I wouldn’t go so far as to call Fellini, Godard, and Kurosawa “household names,” but if you mention them to the average moviegoer, there’s a good chance they’ve heard of them, even if they can’t name one of their works. But mention Michael Powell and Emeric Pressburger (also known as “The Archers”), and you’re likely to get a blank stare instead.
The Red Shoes has famously been heralded as Martin Scorsese’s favorite film and certainly seems a major source of inspiration for Darren Aronofsky’s Black Swan. Released in 1948, it has that dazzling Technicolor sheen, like a certain other famous film centered on a pair of crimson slippers. It makes me wish it was still possible for movies to look like this. The hues are too vivid to be quite realistic, but it’s especially appropriate given the heightened melodrama of the piece. Like The Wizard Of Oz, The Red Shoes is a fairy tale (based on one by Hans Christian Andersen), though this one takes place in the real world.

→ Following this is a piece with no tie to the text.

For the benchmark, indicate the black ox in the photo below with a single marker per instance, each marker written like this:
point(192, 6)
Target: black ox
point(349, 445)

There are three central figures in the story — the promising, passionate young ballerina Victoria Page (Moira Shearer), an equally promising young composer named Julian Craster (Marius Goring), and the man who employs them at his ballet company, Boris Lermontov (Anton Walbrook). Julian is such a good composer that his own professor passes Julian’s work off as his own, which leads Boris to ask Julian to replace him. But an even more promising ingenue is Victoria, for whom dancing is as vital as life itself. Boris draws the two into his new ballet, “The Red Shoes” — a tragic fairy tale about a woman whose red slippers won’t let her to stop dancing, leading to her death. Given Victoria’s claims that she can’t fathom a life without dance, it seems the role she was born (and perhaps doomed) to play.

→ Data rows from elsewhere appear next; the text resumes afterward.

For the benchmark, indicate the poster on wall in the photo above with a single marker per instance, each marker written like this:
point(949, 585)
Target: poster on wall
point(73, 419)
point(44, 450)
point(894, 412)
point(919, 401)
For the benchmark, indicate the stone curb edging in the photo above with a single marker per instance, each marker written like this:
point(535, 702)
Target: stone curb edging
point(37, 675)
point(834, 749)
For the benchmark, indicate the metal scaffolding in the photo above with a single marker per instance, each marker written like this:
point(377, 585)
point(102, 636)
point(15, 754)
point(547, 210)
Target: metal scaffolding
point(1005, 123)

Coming about midway through the movie, our fifteen-minute glimpse of “The Red Shoes” is the movie’s show-stopping centerpiece, and the primary reason why it is heralded as such a masterpiece. Shearer is a real ballerina (in her first role as an actress), which becomes quite obvious once we see her on srtage. (No offense to Black Swan, but there’s nothing like the real thing.) What we see of “The Red Shoes,” however, is not a mere truncated version of what its audience sees; it’s full of special effects that couldn’t possibly be done on stage. It’s distinctly cinema, not theater. While the effects are certainly not seamless by today’s standards, the sequence is still mesmerizing and still feels unique, and Léonide Massine dancing the part of the shoemaker is spellbinding and just the right amount of creepy.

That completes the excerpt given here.